After recent Fedora InstallFest event in Brno, we've seen that the common use case of how university students install Fedora has changed compared to past. Now, their notebooks run with UEFI. Also, very often students put in a second drive for Fedora installation. This ticket is a request to cover a frequent installation scenario with OpenQA.

The purpose of this test would be to finish a Fedora installation to a second disk, but re-use the ESP from the first disk. This use case is purportedly not as recommended by anaconda/storage team as having a separate ESP on the second disk (already covered in #127), but this might be necessary with certain poor firmware implementations that ignore requests to boot from the second disk.

The installation would be performed on an UEFI system and the first disk would contain an existing partition layout including ESP (EFI system partition). Having the layout resemble default Windows disk layout including NTFS partitions would be a plus (including a similar ESP contents).

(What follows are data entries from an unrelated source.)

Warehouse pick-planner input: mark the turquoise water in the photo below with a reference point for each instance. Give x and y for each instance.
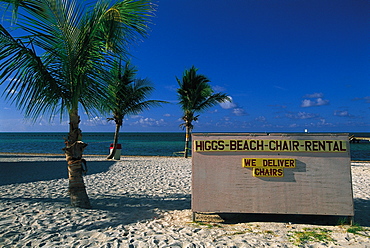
(133, 144)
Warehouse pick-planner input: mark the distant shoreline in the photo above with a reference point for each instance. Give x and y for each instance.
(99, 155)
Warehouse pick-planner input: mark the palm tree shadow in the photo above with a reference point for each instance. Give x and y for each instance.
(124, 210)
(31, 171)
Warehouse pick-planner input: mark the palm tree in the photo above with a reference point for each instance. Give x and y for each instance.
(127, 96)
(195, 95)
(61, 62)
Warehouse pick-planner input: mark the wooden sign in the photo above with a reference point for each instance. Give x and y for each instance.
(307, 174)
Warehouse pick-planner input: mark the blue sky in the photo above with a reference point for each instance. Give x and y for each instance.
(288, 65)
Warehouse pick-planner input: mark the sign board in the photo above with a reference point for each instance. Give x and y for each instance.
(306, 173)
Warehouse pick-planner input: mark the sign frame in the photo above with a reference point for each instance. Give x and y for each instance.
(320, 183)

The second disk would be expected to end up with Fedora's installation partitions, but no ESP. The first disk is expected to get untouched during the installation process except for ESP. The rebooted system is expected to boot into Fedora bootloader showing the new Fedora system and the pre-existing system (if we can fake it) and booting Fedora should work (it might be tricky to verify the pre-existing system would also boot ok).

This scenario would be nice to get automated using custom partitioning (of course, having blivet-gui covered as well wouldn't hurt either, but I don't think we need to exhaustively cover everything).

Detailed steps:
1. Prepare an UEFI system with 2 disks.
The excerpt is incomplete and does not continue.